So here we go again.

Massacres of innocent people in schools, hospitals, grocery stores, churches, and synagogues– or anywhere else for that matter– should not happen. Period. Yet in the United States they are increasing. In no other country on this planet are there countries where massacres of innocent people happen like they do here. With the Buffalo and Uvalde mass shootings happening two weeks apart, you would think this might have a chance of waking us up. A couple of days later came Tulsa, which  is described as “not as bad as it could have been” because the police arrived before the shooter was able to kill more than four people including his doctor, an orthopedic surgeon, because of lingering back pain following his back operation performed a couple of weeks before. These events involved what the FBI calls “active shooter incidents.” They have increased every year from three incidents in 2000 when they first started being counted by the FBI to 40 in 2020 and 61 last year, more than one per week. Will these recent “active shooter incidents” make a difference in getting stronger gun laws?
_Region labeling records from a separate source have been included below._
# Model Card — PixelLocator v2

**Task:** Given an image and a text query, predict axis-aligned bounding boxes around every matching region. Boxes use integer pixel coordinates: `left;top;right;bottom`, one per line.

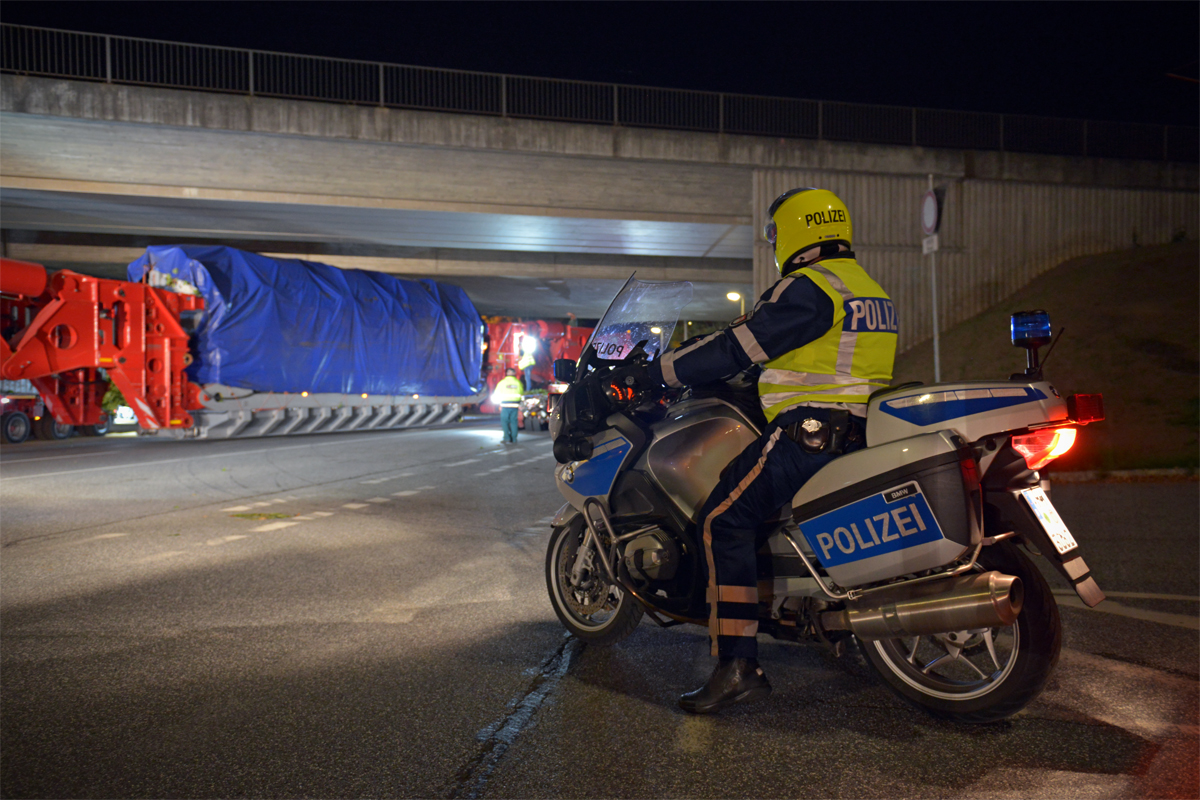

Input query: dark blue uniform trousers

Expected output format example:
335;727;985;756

698;408;859;658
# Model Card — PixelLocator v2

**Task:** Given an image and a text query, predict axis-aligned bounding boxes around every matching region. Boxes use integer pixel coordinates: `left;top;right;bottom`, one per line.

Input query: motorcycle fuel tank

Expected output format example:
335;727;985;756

646;398;758;517
792;431;983;588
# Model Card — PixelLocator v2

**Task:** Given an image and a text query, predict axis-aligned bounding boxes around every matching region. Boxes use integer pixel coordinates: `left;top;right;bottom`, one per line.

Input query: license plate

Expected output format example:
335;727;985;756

1021;487;1079;555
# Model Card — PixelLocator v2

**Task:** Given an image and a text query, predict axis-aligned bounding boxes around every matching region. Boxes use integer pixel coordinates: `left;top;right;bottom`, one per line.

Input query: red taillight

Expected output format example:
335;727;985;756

1067;395;1104;425
1013;428;1075;469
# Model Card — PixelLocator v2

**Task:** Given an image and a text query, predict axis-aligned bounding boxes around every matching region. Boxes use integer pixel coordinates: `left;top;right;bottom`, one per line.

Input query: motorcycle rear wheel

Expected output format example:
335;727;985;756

546;517;642;645
858;542;1062;724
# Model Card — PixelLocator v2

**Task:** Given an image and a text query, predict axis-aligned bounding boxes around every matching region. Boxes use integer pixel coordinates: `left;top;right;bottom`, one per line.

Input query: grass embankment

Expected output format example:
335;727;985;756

893;242;1200;470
This year so far there have also been 231 mass shootings (where four or more people have been murdered or injured not counting the shooter), which rarely make it into the front pages of newspapers. As of June 2, 2022, mass shooting this year have resulted in over 1,200 killed or injured.

Then there are “routine” deaths by guns.  The last official statistic for gun deaths in the U.S. published by the CDC for 2020 was over 45 thousand gun deaths  that year, including over 24 thousand suicides (54%)— and over 19 thousand (43%) murders. They have gone up every year since the early 2000s. Deaths by guns are 25% higher than they were five years earlier and 43% higher than a decade earlier.

What is going on here?

One reason that these “routine” deaths by guns have not gotten more attention by the American public is that except for active shooter incidents, typical mass shootings and gun deaths often tend to involve poor people and people of color. Overall, according to KFF “State Health Facts,” the gun death rate in the U.S. in 2020 was 13.6 per 100,000 people. For Whites it was 11.6. For Blacks 31.8, about three times as high. The majority are young, African American men living in poverty. Considering income, the rates are likely to be even higher for poor people. “Hey,” the typical response is likely to be, “if those people want to kill each other, so what.” 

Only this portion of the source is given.